Analyst T. Michael Walkley cited proprietary sales surveys in a note to investors on Tuesday, a copy of which was provided to AppleInsider. Specifically, the data suggests that sales of both the iPhone 5s and the iPad Air, the flagship versions of Apple's two most popular product lines, were "strong" this holiday season.
Walkley has projected that Apple sold 54 million iPhones in the December quarter, representing a 13 percent year over year increase, along with 24.8 million iPads, good for 8 percent growth from a year prior.
Together, that would be nearly 80 million iOS devices -- and that doesn't even include the iOS-powered iPod touch, which historically has accounted for more than half of all iPod sales in any given quarter.
Walkley anticipates that Apple had a sales mix of roughly 2:1 between the premium iPhone 5s and the mid-range iPhone 5c. He sees that resulting in an average selling price near $620 for Apple's smartphone lineup.
Actual iOS device sales will be revealed by Apple in less than two weeks, on Jan. 27, when the company will officially announce earnings for its fiscal first quarter of 2014, a three-month span that concluded at the end of December. That period marked the first full quarter of availability of the iPhone 5s and iPhone 5c, and also saw the launch of the iPad Air and iPad mini with Retina display.
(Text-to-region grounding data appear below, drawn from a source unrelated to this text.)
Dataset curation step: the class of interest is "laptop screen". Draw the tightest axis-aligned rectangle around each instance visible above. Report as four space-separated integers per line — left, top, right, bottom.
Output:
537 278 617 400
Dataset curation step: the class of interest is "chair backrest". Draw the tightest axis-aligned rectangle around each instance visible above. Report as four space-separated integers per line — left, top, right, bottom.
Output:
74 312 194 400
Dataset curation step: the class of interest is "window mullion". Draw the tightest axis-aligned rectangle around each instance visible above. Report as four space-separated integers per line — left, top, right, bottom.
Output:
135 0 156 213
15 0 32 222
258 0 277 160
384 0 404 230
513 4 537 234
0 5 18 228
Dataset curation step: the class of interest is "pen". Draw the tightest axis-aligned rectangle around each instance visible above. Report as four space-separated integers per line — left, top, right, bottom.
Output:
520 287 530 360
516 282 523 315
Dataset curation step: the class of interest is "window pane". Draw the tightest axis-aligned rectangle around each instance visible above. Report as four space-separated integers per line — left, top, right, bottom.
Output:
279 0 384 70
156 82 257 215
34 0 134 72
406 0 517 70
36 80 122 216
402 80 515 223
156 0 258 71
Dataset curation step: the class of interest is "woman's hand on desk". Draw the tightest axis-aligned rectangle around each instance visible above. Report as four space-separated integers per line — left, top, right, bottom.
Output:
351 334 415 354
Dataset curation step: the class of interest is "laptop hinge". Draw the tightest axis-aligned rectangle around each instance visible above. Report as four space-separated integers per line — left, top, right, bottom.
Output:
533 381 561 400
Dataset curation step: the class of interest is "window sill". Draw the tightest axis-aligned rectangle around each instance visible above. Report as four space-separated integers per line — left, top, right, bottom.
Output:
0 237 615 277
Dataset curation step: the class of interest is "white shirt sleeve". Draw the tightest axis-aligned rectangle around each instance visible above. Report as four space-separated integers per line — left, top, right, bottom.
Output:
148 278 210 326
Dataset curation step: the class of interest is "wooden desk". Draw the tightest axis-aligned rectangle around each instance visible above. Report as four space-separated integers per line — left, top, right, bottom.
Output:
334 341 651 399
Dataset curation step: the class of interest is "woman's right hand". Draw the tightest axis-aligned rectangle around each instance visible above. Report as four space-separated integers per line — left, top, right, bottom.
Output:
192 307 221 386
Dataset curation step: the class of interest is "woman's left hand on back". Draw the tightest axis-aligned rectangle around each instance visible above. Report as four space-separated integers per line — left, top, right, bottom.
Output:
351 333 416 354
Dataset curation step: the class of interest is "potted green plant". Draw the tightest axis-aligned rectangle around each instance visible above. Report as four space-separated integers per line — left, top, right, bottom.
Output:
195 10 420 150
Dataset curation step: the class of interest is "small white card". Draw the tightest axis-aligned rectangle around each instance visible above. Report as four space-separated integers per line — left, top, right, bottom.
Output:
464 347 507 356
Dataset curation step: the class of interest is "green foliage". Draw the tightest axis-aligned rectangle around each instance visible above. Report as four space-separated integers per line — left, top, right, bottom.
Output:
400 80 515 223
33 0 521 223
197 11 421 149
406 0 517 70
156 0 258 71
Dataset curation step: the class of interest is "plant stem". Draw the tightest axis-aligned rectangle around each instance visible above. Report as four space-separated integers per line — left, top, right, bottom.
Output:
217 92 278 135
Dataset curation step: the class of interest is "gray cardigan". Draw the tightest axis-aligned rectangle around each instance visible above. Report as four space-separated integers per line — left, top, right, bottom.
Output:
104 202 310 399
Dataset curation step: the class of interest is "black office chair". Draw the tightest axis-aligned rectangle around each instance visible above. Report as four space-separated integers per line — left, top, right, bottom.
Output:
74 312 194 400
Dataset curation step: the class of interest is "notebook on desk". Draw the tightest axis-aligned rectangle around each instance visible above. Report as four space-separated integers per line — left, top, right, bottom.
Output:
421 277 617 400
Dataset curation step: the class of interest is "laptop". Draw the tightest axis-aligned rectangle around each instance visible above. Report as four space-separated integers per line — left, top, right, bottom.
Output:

For the currently in progress March quarter, Walkley sees iPhone sales easing seasonally to 42.1 million -- a number he said could prove conservative if Apple's launch on China Mobile, the world's largest carrier, proves to be a significant success. For calendar 2014, the analyst projects that Apple will sell a total of 180.4 million units.
While he's bullish on Apple and has maintained a $600 price target with a "buy" recommendation, Walkley came away from last week's Consumer Electronics Show unimpressed with the prospects for competing smartphones running the Android platform headed into 2014.
"With each new high-end smartphone introduction featuring a slightly fast processor, slightly better graphics, marginally better camera, slightly thinner form factor, and slightly bigger screen, we walked away from CES essentially unable to distinguish what was new or different about any of the essentially identical looking LTE Android smartphones introduced," he wrote.
As a result, he expects high-end smartphone sales in 2014 will continue to be dictated by ecosystem and brand rather than hardware. Apple and Samsung, which control the lion's share of premium smartphone sales, are predicted to remain on top, while competing handset makers fight over the scraps.